Tag Archives: Reddit

Knowledge is power, but is power restricting knowledge?

Photo credits to Kara Allyson
Photo credits to Kara Allyson

On the 11th January 2013, Aaron Swartz was found dead in his New York apartment having taken his own life. The 26 year old programmer was a founder of the well-known website Reddit and had been part of the development process for RSS, an application which many of us come across in our daily internet usage. In addition to his web-based achievements, Swartz was also an advocate of ethics and political activism, co-founding the Demand Progress internet group which lead the fight against web censorship through the SOPA campaign.

More recently, Swartz launched an attack upon the exclusivity of academic content, specifically targeting journal archive JSTOR, a resource that our university is subscribed to, thus allowing us to access its content without personal charge. Swartz, who is described as “always and only working for (at least his conception of) the public good” had attempted to hack into, download and publicly distribute over 4 million articles from the archive, for which he was charged with over $1 million in fines and a potential 35 year prison sentence.

Just before his death, JSTOR announced that it would be making a large proportion of these articles free to access. I very much understand the need for academics to make a living through their work, but as investigator Alex Stamos stated in his testimony, Swartz’s extraction of material “from an unlocked closet” did not merit the sentence he was facing. There is now a “Read Online” function that essentially loans texts to members, allowing them three articles at a time without charge, but this change simply rendered Swartz’s attack futile and yet they continued his prosecution. It is hardly surprising that a man who had been a victim of depression for many years would have found this overwhelming and humiliating.

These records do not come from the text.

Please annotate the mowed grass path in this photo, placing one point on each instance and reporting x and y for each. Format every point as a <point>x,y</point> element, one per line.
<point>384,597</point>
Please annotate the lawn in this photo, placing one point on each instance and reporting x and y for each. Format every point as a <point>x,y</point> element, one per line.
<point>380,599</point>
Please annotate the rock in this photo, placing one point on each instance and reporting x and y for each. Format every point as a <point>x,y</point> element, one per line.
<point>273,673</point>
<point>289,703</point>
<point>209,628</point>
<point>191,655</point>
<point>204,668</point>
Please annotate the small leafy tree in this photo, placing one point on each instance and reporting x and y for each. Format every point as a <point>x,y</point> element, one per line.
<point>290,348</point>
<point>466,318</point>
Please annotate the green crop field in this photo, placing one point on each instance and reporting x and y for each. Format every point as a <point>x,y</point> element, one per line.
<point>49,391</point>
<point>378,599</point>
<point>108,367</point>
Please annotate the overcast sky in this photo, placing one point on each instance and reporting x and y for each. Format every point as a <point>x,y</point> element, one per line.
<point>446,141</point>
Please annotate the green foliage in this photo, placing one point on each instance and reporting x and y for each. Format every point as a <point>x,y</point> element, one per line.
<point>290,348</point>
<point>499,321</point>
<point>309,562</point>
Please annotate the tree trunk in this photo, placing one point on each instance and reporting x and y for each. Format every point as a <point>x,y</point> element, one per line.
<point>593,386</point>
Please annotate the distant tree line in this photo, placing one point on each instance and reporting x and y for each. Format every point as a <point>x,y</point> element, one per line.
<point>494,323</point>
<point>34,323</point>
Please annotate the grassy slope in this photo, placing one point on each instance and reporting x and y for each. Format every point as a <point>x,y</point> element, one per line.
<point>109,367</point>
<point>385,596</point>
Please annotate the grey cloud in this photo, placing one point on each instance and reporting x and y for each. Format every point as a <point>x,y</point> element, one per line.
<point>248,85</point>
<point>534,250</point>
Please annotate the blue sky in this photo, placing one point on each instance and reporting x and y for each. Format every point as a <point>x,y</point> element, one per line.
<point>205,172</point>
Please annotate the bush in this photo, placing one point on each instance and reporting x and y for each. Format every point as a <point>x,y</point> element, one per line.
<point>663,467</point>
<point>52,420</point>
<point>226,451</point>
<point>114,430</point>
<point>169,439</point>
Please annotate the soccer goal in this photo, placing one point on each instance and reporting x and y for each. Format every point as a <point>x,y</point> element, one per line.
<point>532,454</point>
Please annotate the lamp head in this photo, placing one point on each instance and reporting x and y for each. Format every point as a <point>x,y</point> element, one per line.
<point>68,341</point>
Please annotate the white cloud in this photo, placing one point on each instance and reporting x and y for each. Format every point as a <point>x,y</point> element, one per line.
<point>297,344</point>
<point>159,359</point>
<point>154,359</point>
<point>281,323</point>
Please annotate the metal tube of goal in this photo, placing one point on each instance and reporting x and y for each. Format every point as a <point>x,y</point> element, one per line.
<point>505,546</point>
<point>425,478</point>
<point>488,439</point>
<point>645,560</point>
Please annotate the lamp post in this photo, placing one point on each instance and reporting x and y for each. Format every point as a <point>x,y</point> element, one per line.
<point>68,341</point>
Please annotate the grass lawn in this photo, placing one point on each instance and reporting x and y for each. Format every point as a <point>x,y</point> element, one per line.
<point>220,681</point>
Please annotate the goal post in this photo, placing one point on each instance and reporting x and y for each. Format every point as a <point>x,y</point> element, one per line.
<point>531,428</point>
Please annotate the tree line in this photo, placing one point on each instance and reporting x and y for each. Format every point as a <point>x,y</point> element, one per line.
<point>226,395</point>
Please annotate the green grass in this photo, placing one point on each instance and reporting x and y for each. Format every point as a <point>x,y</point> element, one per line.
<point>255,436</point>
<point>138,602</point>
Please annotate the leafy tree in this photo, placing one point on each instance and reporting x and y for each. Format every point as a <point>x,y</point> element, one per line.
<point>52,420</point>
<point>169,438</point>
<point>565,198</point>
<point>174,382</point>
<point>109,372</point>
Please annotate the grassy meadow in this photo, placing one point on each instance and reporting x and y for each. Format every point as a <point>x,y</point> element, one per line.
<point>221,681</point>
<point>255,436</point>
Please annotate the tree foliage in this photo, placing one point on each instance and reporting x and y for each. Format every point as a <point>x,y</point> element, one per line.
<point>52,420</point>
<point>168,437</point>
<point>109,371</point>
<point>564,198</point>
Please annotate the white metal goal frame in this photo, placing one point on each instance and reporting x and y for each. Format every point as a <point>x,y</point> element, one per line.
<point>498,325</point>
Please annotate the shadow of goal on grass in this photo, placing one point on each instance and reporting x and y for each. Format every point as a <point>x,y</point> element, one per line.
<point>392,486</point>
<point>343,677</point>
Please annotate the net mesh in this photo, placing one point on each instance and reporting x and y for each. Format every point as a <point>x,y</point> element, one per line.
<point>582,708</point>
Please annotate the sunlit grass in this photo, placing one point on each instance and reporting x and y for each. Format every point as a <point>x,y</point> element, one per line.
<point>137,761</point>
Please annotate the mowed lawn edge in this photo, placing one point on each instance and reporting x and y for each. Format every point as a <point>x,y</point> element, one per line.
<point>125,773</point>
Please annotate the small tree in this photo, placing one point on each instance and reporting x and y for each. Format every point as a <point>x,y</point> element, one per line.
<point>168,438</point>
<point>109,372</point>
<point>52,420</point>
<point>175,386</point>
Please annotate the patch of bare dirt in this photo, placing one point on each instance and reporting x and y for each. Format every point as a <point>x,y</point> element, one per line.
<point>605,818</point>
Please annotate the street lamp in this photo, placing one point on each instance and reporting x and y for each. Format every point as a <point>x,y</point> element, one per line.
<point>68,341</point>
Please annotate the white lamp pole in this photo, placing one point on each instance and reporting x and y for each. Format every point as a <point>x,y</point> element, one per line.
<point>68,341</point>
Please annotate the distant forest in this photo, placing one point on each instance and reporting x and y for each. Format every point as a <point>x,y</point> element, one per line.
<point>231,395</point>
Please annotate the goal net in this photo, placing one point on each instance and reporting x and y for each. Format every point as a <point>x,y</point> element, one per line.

What can we as students take from this? As a humanities student, I find JSTOR invaluable, and I am certain that this feeling is fairly widespread through departments. Just take a moment to picture what your studies would be like if you were having to pay $25 US to look at an article that may have been useless to your work. We should certainly count ourselves lucky for being so privileged in this gift of information that others did not, and in some cases still do not possess.

In the last few weeks, we have seen a man who wished to extend this freedom of knowledge, persecuted into despair, his only crime described by Demand Process as a jail sentence for “checking too many books out of the library”. I would hesitate to call Swartz a martyr as the internet community has done, but I would certainly praise the activist for making such an impact. As much as I know I will return to JSTOR within weeks of writing this, my usage will now be tainted by the company’s poor timing in doing what was necessary to help expand the academic community, leading to the downfall of a great contemporary mind.